Adjusted tangible book value (per share)

$36.16

Price-to-book ratio 

1.47

Data source: Company filings. Prices at the morning of Monday, May 24, 2021.

Ally Financial earned $3.34 per share for the full year in 2018, and $3.72 in 2019 (these aren't according to generally accepted accounting principles -- they're adjusted to exclude discontinued operations and non-recurring items, making the numbers a little less "noisy"). Its stock traded at earnings multiples of 7.8 times and 8.6 times, respectively. So right now, there is an argument that the 9.6 multiple is high. But there's a key difference -- earnings per share is growing rapidly at the moment

In fact, analysts expect Ally to earn $6.34 for the full year 2021 (average forecast), according to Yahoo! Finance. This would be 70% growth compared to the 2019 result, and would explain why the current trailing multiple is slightly higher than the last few years (investors tend to pay a premium when companies are growing). 
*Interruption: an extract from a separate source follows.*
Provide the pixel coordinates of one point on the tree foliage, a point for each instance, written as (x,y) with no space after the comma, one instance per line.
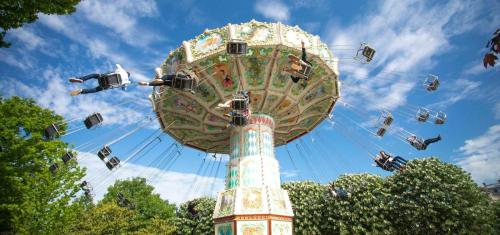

However, ascribing this estimate to the current share price gives an 8.4 multiple. It's worth noting that the company has already delivered $2.09 in Q1 2021 earnings, so keeping up this pace, it could even surpass the estimate. 

The SPDR Regional Banking ETF trades at 13.5 times forecasted 2021 earnings, so Ally Financial is still trading well below this key index. 

Looking forward

Since the start of 2021, about $32 billion has flowed into financial stocks, which is now the highest ever for a full year, let alone just a six-month stretch. Investors are favoring companies that typically fall into the value category, and have been selling high-flying tech names that generate little to no earnings. Ally might be a great investment right now because it offers the consistent revenue stream and predictability of a bank, with the added benefit of rapidly growing earnings.

The economic tailwinds that have carried the company this far look set to continue, but Ally might also catch some additional revenue from modestly higher interest rates over the next year. During this time, we should experience some relief from recent semiconductor shortages, meaning more cars being delivered to consumers -- bolstering Ally's loan book. 

For investors looking to rotate out of some presently turbulent high-growth stocks, Ally presents an opportunity to earn a return from strong earnings and some possible multiple expansion, which could continue flowing through the rest of 2021 and into 2022.